La administración de la presidenta Claudia Sheinbaum ha generado un debate intenso en la política energética al dar un giro importante hacia la reactivación del fracking o fractura hidráulica, una técnica para extraer hidrocarburos que había sido rechazada durante el gobierno anterior. El cambio de estrategia marca una diferencia clara con las políticas impulsadas por su predecesor, que intentó prohibir este método debido a sus posibles impactos ambientales y sociales. El actual enfoque busca aprovechar yacimientos de gas y petróleo no convencionales con la intención de fortalecer la producción energética y reducir la dependencia de importaciones.
Este nuevo rumbo ha provocado tensiones dentro del bloque gobernante, donde distintos grupos políticos y sociales han expresado posturas dispares. Legisladores y sectores del partido en el poder han manifestado su preocupación por los efectos ambientales del fracking, señalando riesgos asociados a la contaminación de agua, emisiones y problemas comunitarios.

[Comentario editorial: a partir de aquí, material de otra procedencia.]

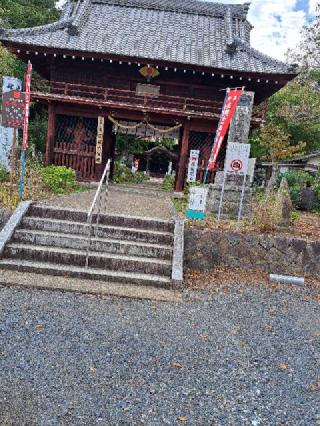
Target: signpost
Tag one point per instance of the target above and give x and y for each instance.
(236, 163)
(12, 119)
(13, 109)
(230, 104)
(25, 124)
(197, 203)
(99, 144)
(193, 165)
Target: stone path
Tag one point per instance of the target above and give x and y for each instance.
(126, 201)
(248, 357)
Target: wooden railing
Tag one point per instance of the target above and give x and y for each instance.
(126, 98)
(79, 158)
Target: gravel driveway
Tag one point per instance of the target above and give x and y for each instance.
(248, 357)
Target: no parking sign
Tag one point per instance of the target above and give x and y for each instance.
(237, 158)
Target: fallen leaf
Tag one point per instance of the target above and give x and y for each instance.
(204, 336)
(271, 311)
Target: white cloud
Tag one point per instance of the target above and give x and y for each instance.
(277, 24)
(313, 6)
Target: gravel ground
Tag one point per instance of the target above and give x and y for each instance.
(246, 356)
(125, 203)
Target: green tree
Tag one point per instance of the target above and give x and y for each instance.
(22, 14)
(276, 143)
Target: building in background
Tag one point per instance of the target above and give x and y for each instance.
(162, 64)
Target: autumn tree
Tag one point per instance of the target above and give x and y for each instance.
(307, 53)
(27, 13)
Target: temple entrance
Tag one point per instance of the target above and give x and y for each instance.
(75, 145)
(147, 151)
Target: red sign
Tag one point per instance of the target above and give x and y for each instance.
(13, 109)
(236, 165)
(230, 105)
(27, 107)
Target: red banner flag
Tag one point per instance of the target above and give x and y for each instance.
(27, 107)
(229, 107)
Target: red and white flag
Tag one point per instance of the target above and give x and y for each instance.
(229, 108)
(27, 106)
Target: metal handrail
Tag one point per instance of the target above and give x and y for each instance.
(99, 199)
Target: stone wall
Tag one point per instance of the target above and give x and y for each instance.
(4, 217)
(206, 249)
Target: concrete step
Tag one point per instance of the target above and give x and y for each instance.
(90, 273)
(151, 190)
(105, 219)
(113, 232)
(79, 242)
(106, 261)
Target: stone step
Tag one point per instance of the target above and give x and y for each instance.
(79, 242)
(152, 190)
(113, 232)
(90, 273)
(106, 219)
(106, 261)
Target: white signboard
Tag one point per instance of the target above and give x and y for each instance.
(6, 139)
(99, 144)
(198, 198)
(193, 165)
(237, 158)
(6, 134)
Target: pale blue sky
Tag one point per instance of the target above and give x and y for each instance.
(277, 23)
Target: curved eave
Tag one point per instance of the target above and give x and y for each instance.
(20, 50)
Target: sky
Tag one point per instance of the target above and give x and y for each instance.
(277, 23)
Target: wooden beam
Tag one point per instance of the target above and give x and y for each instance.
(183, 157)
(51, 133)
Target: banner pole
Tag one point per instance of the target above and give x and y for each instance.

Al mismo tiempo, aliados políticos han defendido la medida, argumentando que puede representar beneficios económicos y energéticos para el país, incluidos incentivos para la producción interna bajo marcos tecnológicos más modernos.
La discusión también ha trascendido al ámbito de la sociedad civil y los movimientos ambientales, que han exigido a las autoridades cumplir con promesas previas de prohibir esta técnica extractiva y priorizar métodos más sustentables. Organizaciones y comunidades han señalado que el fracking puede tener efectos negativos sobre recursos hídricos y territorios vulnerables. Este debate refleja una tensión más amplia entre los objetivos de seguridad energética y la necesidad de proteger ecosistemas, derechos comunitarios y la salud pública en un contexto de cambio climático y exigencia ciudadana por políticas más ecológicas.
Mientras tanto, el gobierno sostiene que la apertura al uso de esta técnica forma parte de una estrategia pragmática para asegurar la producción de hidrocarburos y reducir la dependencia energética de otros países, particularmente en el contexto de mercados volátiles. La discusión continúa en foros políticos, legislativos y comunitarios, con cada sector promoviendo sus argumentos en torno a los beneficios y costos del fracking, lo que subraya la complejidad y el impacto potencial de esta decisión en la agenda energética de México.